El arte de fracasar mejor
LO HE VUELTO A VER. Ese clásico. El dueño del balón, enojado por no ganar, suspende el partido. Esta vez en la playa, convertida en un escenario de la humanidad. Es fascinante la rapidez con que la gente se despoja de ropa y convenciones nada más pisar la arena. Esta temporada, para mí, la gran novedad es la explosión de tatuajes. Yo, que soy de puerto de mar, me siento acomplejado, como quien lleva una piel de otro tiempo, un pergamino viejo añorante de una sirena, un pájaro o un ancla. Pero tampoco me maravilla lo que veo. Hemos entrado en la fase industrial del tatuaje y hay cuerpos desaparecidos en el propio adorno, donde echas de menos la geografía primitiva. La buena música exige silencios magistrales y en un buen relato es fundamental lo que no se cuenta. En la actual moda tatoo es tal la tendencia a la saturación y extensión de mancha que cuando llegas a la dentadura original te parece una pieza de Marcel Duchamp. En su fase marginal y artesana, el tatuaje desprendía historia y aura. Brotaban laboriosamente en la piel de los perdedores. Ahora son, sobre todo en los deportes, adornos de vencedores. Su único mensaje es el triunfo.

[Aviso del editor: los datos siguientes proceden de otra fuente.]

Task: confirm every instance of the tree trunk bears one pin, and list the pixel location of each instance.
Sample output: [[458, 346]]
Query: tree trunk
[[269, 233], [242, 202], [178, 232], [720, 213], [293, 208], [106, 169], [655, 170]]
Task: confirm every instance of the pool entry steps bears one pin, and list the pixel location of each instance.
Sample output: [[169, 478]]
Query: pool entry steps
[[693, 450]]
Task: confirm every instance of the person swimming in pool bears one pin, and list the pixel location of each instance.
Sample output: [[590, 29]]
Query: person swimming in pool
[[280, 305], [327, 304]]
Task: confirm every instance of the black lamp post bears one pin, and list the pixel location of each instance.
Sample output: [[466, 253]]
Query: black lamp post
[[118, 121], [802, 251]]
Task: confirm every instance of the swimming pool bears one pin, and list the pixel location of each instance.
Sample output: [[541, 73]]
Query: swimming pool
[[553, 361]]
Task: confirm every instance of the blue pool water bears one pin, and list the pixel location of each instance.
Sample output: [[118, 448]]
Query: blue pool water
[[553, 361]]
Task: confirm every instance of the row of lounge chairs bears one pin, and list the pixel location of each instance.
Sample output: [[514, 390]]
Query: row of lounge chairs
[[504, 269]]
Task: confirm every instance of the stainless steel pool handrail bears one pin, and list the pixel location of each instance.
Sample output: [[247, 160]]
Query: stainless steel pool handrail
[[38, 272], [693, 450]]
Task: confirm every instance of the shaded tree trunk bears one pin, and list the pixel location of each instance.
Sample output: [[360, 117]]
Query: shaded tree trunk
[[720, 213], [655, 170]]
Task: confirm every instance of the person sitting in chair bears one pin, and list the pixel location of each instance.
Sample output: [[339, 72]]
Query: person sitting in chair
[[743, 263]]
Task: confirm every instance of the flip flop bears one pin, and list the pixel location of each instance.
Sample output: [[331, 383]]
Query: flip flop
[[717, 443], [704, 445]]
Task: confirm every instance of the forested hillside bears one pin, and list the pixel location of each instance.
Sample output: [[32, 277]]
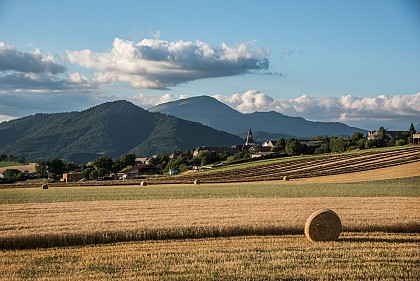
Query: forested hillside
[[112, 129]]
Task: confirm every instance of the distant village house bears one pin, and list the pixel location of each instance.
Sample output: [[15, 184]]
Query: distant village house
[[71, 177], [138, 170]]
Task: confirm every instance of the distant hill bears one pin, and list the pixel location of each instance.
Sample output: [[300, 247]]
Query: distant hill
[[112, 129], [216, 114]]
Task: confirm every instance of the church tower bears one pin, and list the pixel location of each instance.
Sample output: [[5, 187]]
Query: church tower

Los chavales que jugaban al fútbol en la playa todavía no estaban tatuados como gran parte de los jóvenes bañistas, chicos y chicas. Y muchos adultos. Al principio, jugaban, se divertían. Había risas y bromas, y nadie hablaba de penalizar los fallos. El campo era la parte más despejada de la playa, con límites difusos, y dos porterías harapientas. Un partido de métrica libre, en el que la misión principal parecía alegrarle la vida a la pelota. Hasta que empezó a imponerse un tono de voz que apelaba al reglamento. Se marcaron líneas y áreas. El juego empezó a enconarse. Los cuerpos se tensaron. Surgieron las órdenes de mando, que no siempre procedían de los más eficaces. Hubo choques. Una atmósfera de sudor y hostilidad. Y entonces fue cuando alguien declaró el penalti.
El que se disponía a ejecutar el máximo castigo tomó distancia e imitó la pose de algún ídolo ante el momento histórico. Por su parte, el muchacho que hacía de portero no parecía consciente del acontecimiento. Tenía el pelo largo y las greñas no parecían molestarle la visión. De repente, se giró, enseñó el trasero, y la pandilla volvió a reír. Fue entonces cuando el ejecutor tomó velocidad y largó un cañonazo. Hubo unanimidad en la playa. Se oyó un colectivo: “¡Fuera!”. Eran unos niños, pero la rabia del tirador no tenía edad. “¡Golazo, fue un golazo por la escuadra!”. No había escuadra. Había trazado él una portería invisible. Enrojecido, no soportó las risas. Si pudiese, habría declarado clausurada la playa. Porque él era el dueño del balón. Corrió a por él y marchó sin mirar atrás, soltando maldiciones que el mar ahogaba.
Apareció pronto otra bola. Y volvió el juego despreocupado. Pero yo me quedé mirando a aquel muchacho que se alejaba con el balón bajo el brazo. Iba del presente al pasado y volvía. No era una excepción ni un bicho raro. Acababa de representar el papel principal. El guion dominante en los deportes, en la política, en los negocios, en las relaciones de pareja. Existir es ganar. Y solo existes cuando ganas. La identidad más ruidosa tiene el formato deportivo, en su sentido más banal. Cuando se pierde, nadie sale a la calle con las banderas y jaleando a su equipo. Y esa mentalidad competitiva va contagiando todo el lenguaje. En este estado permanente de prórroga electoral, los discursos políticos partidarios se asemejan cada vez más a los que caldean los derbis futbolísticos. El objetivo ya no solo es dominar, sino también humillar al contrario.
Y sin embargo, lo mejor de la humanidad, el hábitat germinal del saber, es el fracaso. Samuel Beckett, que siempre iba más lejos, formuló el desafío con una naturalidad sobrenatural: “Hay que fracasar mejor (fail better)”. Nos lo recuerda George Steiner en Un largo sábado, libro de conversaciones con la periodista Laure Adler (editorial Siruela). El gozo de un descubrimiento, al igual que nos sucede con el deseo erótico, consiste en querer empezar de nuevo. Nunca se salda gritando: “¡Campeones, campeones, oé, oé, oé!”. Lo que él repite a los alumnos: “La próxima vez tratemos de fracasar mejor”. Alguien debería decirle algo así a los dueños del balón.